Using FOIA to verify FOIA: 2008 to 2015 Department Deviations to Evaluate FOIA Averages and Forecast the Future

Description:

FOIA is used to help the general public gain access to government documents and information. Many reporters and scholars have feared that the performance of FOIA has gotten worse over the years. By looking at the annual FOIA summaries released from the Department of Justice and raw data from the years 2008 to 2015, a comparison and analysis can be done to check the FOIA reports. This is important because it enables one to verify the performance of a government act that is there to provide verification, transparency and accountability to the government. It also allows one to test the legitimacy of predictions made by scholars and journalists to the declining nature of FOIA. This project uses raw data on FOIA to analysis these questions. The project also contains a data management plan and my code to showcase a standardized work flow in order to promote open sharing, reuse, reproducibility and preservation.

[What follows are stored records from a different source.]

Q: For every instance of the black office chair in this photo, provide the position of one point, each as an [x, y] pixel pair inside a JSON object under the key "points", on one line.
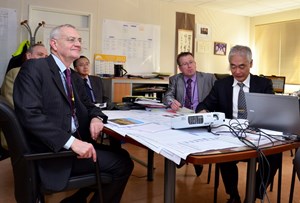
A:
{"points": [[216, 182], [28, 188]]}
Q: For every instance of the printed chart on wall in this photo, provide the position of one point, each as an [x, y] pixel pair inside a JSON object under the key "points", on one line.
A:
{"points": [[140, 43], [8, 38]]}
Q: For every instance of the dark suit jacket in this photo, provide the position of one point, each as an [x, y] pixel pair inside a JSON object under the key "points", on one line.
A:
{"points": [[42, 107], [220, 97]]}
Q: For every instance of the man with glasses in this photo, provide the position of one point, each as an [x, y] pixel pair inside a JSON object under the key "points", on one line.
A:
{"points": [[224, 97], [59, 116], [188, 88]]}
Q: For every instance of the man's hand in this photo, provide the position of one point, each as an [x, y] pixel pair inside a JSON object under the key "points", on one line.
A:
{"points": [[96, 127], [203, 111], [175, 105], [84, 150]]}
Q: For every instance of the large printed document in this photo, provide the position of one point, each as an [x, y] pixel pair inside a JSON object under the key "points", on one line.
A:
{"points": [[153, 130]]}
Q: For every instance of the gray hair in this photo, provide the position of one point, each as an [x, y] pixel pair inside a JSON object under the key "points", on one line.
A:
{"points": [[240, 50], [55, 32]]}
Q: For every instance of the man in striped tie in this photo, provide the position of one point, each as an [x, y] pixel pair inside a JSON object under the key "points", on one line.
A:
{"points": [[227, 95]]}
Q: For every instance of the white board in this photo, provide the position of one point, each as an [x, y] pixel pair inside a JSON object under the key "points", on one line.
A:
{"points": [[140, 43]]}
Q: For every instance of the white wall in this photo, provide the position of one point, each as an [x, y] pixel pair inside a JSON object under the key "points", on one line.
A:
{"points": [[234, 31], [271, 18]]}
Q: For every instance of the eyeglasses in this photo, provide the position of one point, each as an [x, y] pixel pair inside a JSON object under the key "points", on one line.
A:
{"points": [[83, 64], [71, 40], [187, 64]]}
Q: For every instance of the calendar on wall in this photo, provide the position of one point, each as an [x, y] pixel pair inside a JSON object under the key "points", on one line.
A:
{"points": [[140, 43]]}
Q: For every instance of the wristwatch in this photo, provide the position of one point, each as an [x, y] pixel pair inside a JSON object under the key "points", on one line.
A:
{"points": [[101, 119]]}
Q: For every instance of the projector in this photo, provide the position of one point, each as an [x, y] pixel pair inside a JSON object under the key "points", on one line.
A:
{"points": [[197, 120]]}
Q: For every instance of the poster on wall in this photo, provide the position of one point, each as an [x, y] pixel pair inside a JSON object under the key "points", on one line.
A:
{"points": [[8, 38], [185, 41], [140, 43]]}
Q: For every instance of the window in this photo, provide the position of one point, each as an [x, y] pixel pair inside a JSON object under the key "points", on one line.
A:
{"points": [[277, 47]]}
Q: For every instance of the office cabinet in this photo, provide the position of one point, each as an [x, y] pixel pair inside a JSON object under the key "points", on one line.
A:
{"points": [[117, 88]]}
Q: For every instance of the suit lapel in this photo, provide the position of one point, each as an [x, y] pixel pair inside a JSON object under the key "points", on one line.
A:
{"points": [[56, 76], [180, 88]]}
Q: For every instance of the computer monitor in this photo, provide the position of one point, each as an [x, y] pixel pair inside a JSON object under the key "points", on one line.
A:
{"points": [[274, 112], [278, 83]]}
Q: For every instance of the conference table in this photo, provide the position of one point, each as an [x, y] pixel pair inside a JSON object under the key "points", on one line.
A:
{"points": [[207, 157]]}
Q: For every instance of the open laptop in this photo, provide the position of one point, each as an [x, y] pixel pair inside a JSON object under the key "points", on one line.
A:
{"points": [[274, 112]]}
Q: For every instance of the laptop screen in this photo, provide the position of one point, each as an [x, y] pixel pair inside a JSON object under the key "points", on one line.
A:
{"points": [[278, 83], [274, 112]]}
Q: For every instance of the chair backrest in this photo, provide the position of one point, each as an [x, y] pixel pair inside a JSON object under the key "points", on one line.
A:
{"points": [[297, 163], [25, 175]]}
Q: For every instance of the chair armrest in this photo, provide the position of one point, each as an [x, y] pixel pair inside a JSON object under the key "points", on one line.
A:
{"points": [[49, 155]]}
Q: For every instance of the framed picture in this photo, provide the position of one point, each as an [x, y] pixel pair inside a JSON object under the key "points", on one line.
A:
{"points": [[203, 32], [220, 48], [185, 41]]}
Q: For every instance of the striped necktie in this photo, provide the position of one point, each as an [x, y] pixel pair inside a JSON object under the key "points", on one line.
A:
{"points": [[242, 108]]}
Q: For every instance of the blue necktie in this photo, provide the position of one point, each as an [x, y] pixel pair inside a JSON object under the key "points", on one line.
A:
{"points": [[242, 108], [188, 94], [89, 90]]}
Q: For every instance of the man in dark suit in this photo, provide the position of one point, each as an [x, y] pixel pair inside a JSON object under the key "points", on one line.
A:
{"points": [[224, 98], [93, 84], [58, 116], [201, 84], [177, 95]]}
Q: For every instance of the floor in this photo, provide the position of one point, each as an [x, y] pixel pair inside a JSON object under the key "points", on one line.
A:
{"points": [[189, 188]]}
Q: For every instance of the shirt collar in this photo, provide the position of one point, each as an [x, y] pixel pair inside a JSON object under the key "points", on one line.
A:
{"points": [[246, 82], [59, 63]]}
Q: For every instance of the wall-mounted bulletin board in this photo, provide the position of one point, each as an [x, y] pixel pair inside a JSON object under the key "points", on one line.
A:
{"points": [[140, 43]]}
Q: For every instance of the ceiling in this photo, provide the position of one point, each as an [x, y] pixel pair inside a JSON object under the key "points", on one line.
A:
{"points": [[244, 7]]}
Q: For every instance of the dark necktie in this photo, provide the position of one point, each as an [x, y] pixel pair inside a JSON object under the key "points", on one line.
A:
{"points": [[188, 94], [69, 87], [242, 108], [71, 97], [88, 90]]}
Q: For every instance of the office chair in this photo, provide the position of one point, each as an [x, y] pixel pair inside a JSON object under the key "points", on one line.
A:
{"points": [[217, 178], [28, 188]]}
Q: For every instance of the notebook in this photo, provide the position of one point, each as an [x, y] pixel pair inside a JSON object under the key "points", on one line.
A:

Project from: Pratt Institute, INFO 628: Data Librarianship

Poster Presentation, INFO 628, Amber Pasiak

Methods

I began this project by attempting to decipher if there was a statistical significance between the time taken for full FOIA requests released between former President Obama and current President Trump. A quantitative analysis of this kind could not be completed due to time constraints and the raw data available. Instead, this project used R Studio and Tableau to look at two specific departments between the years 2008 to 2015, to investigate trends in comparison to FOIA averages. By investigating these two departments and comparing them to the whole, I was able to use FOIA data to check the FOIA summary report and make a calculated prediction for the future.

The data used is from the open access website Kaggle. The dataset is in the public domain and is owned by the Department of Justice.

For this project, along side analysizing data, I also conducted research on government documents, FOIA and cause and effect of FOIA release differences.

After completing the research and analysis I created a Data Management Plan, although some of the tasks outlined were not completed, the plan showcases my understanding of best practices for. open data and continued research.

My Role

I am the sole creator of this project.

Learning Outcome Achieved

Technology

Rationale

This project shows my understanding of multiple programming languages and effective use of them. I was able to locate, download and analyze an open data set. With this, I used a variety of digital tools to organize the data set, promote its future access, retrieval and use through a Digital Management Plan and create visualizations of the information found. This project exemplifies my troubleshooting skills as well as my use of digital tools and resources.

Download and explore materials here:

Paper Download

Code & RMD (Word Version)Download

Data Management Plan:

Data Collection – Data collected from government websites, such as FOIA.gov, and open data websites, such as Kaggle. The data available for this project is open to the public. Future projects can collect data also from these sites but must be mindful of variables used in terms of project comparison.

Forms and Formats – The relevant information will be downloaded as a csv. file in order to be compliant for exporting and importing into RStudio as well as other programs. File names will be in YYYY-MM-DD__INFO format. The workflow will also be clean and organized in a manner that will be conducive to sharing.

Data storage, management and preservation – The raw and analyzed data will ideally be saved with the 3-2-1 preservation rule, although it will most likely just be 2 separate locations. Files will be saved on a hard drive using R Markdown and in an online cloud or database. Possibilities for a DOI for archiving and preservation purposes are being considered.

Metadata – Through the R Markdown file I would like to include presidential information, department information, linked data to the websites that supplied the raw data, and my analysis of the findings. I would also like to create a README or TXT file that contains pertinent information about the data and how it was collected. The codebook will also be in a TXT file and also in the R Markdown file. Visualizations will also have all relevant information for most arcuate reading to public.

Sensitive Data – N/A

Data Sharing – As the raw data is already open to the public, my analysis and process would be what is available to share. I will use Google Drive in order to make the data discoverable and reusable. As stated above, I will also make sure that all files are created and saved with the proper file name for easy sharing. All future data for comparison and analysis should follow the same guidelines.